Case 9. In this patient elevated CK values of 200 – 300 U/l were found during a routine examination. Two months later he complained of muscle cramping and aching following mild sports training. After one training hour he developed more severe muscle problems and a CK was measured which showed a value of 800 U/l. The neurological examination and EMG showed no pathological findings and a muscle biopsy for histological examinations and the IVCT was recommended. Prior to his admission the patient had three uneventful general anesthesias. Muscle histology showed hypertrophy of skeletal muscle fibers type I and II, the IVCT showed pathological contracture responses, indicating MH susceptibility.
Case 10. Following working on weights in a fitness studio this patient complained about muscle cramping and aching, the urine became dark-colored and the CK in serum was 1.450 U/l. Neurologic examination showed a normal EMG, the results of a standardized forearm muscle exercise test were also normal. Additionally, a magnetic resonance tomography of the lower extremities was performed without any pathological findings. Muscle histology showed normal results, whereas the patient was diagnosed as MHS with the IVCT.

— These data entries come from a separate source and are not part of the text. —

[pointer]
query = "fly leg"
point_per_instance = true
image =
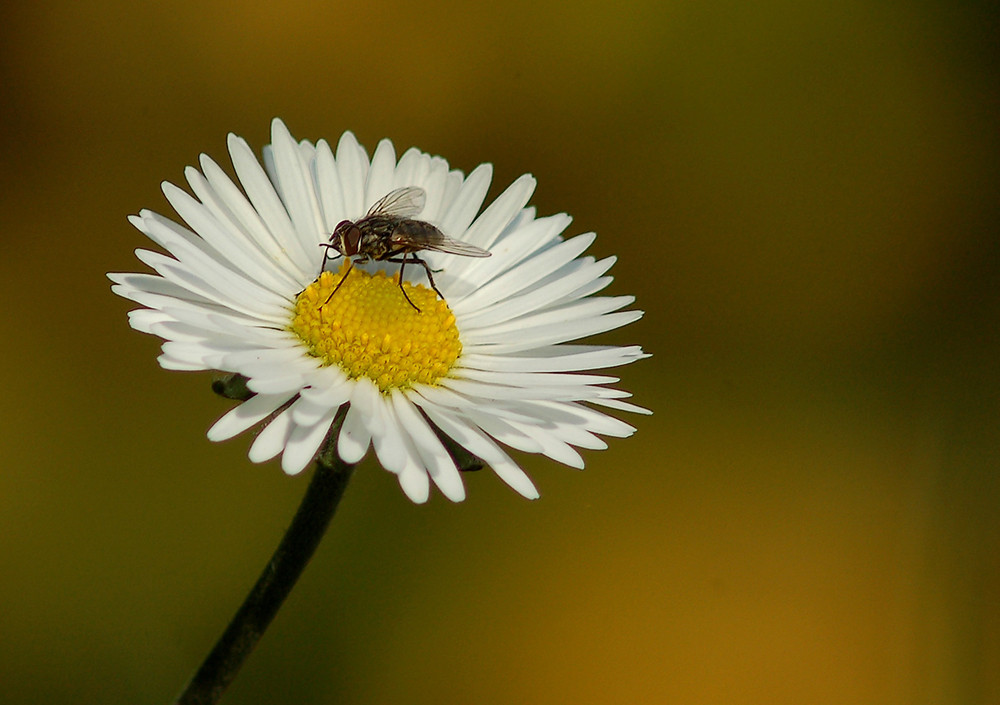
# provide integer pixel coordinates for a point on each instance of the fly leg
(339, 284)
(402, 262)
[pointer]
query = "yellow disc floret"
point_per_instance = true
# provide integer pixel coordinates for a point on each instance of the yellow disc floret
(369, 329)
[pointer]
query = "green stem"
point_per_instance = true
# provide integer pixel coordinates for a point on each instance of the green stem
(275, 583)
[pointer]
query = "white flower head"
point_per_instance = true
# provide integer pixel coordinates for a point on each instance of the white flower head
(243, 290)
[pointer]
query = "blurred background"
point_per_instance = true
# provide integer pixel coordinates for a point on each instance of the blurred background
(803, 198)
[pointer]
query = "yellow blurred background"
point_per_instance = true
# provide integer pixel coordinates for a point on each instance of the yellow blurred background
(803, 197)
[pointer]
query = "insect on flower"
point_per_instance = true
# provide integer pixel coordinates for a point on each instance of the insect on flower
(388, 233)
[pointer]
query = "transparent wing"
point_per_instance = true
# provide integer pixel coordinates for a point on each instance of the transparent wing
(425, 236)
(403, 202)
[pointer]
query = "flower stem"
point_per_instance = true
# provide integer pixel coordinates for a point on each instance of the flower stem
(275, 583)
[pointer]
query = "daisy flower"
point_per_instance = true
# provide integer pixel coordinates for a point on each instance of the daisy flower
(252, 286)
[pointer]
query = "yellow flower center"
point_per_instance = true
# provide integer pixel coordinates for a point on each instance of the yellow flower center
(369, 329)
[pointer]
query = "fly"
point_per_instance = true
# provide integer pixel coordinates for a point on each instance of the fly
(389, 233)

Case 11. This 34-year-old male manifested recurrent elevations in body temperature up to 40°C, and fatigue associated with muscle cramping and aching in response to mild exercise or emotional stress. These symptoms disappeared spontaneously after several hours of rest. The patient had noted first signs of a reduced stress tolerance 10 years earlier. Since that times the above exercise or emotional stress associated symptoms have increased in severity and occurred more frequently. Prior examinations from internists, neurologists, psychiatrists and dermatologists did not reveal pathological findings. All blood parameters were within normal limits and no signs for autoimmune diseases were found. Allergies and cardiac disorders were ruled out. There were no signs for chronic or acute infections. The patient did not take any medication, drugs and/or alcohol on a regular basis. There was no history of muscle diseases or of anesthetic complications within the family of the patient. Because his clinical episodes resembled exercise-induced MH, a muscle biopsy for IVCT and muscle histology was taken. IVCT showed abnormal contracture responses, whereas muscle histology was normal. Furthermore, genetic mutation screening led to the discovery of the G7297A mutation, which is associated with MH.28
Case 12. The young boy exhibited signs of severe muscle aching first during school sport and soccer training. The episodes of these symptoms occurred more frequent and more intense over a time period of three years, and he suffered from rhabdomyolysis indicated by dark-colored urine after an exhausting training practice. However, CK values as well as myoglobin were not measured at this time. He was admitted to the neurological department, but none of the investigations (EMG, etc.) showed pathological results. Therefore, it was decided to perform a muscle biopsy for histological examination and an IVCT. Histology revealed a muscle fiber type II hypertrophy, the IVCT was positive indicating MH susceptibility. Furthermore, this patient carried a G1021A mutation, which is associated with the MH phenotype.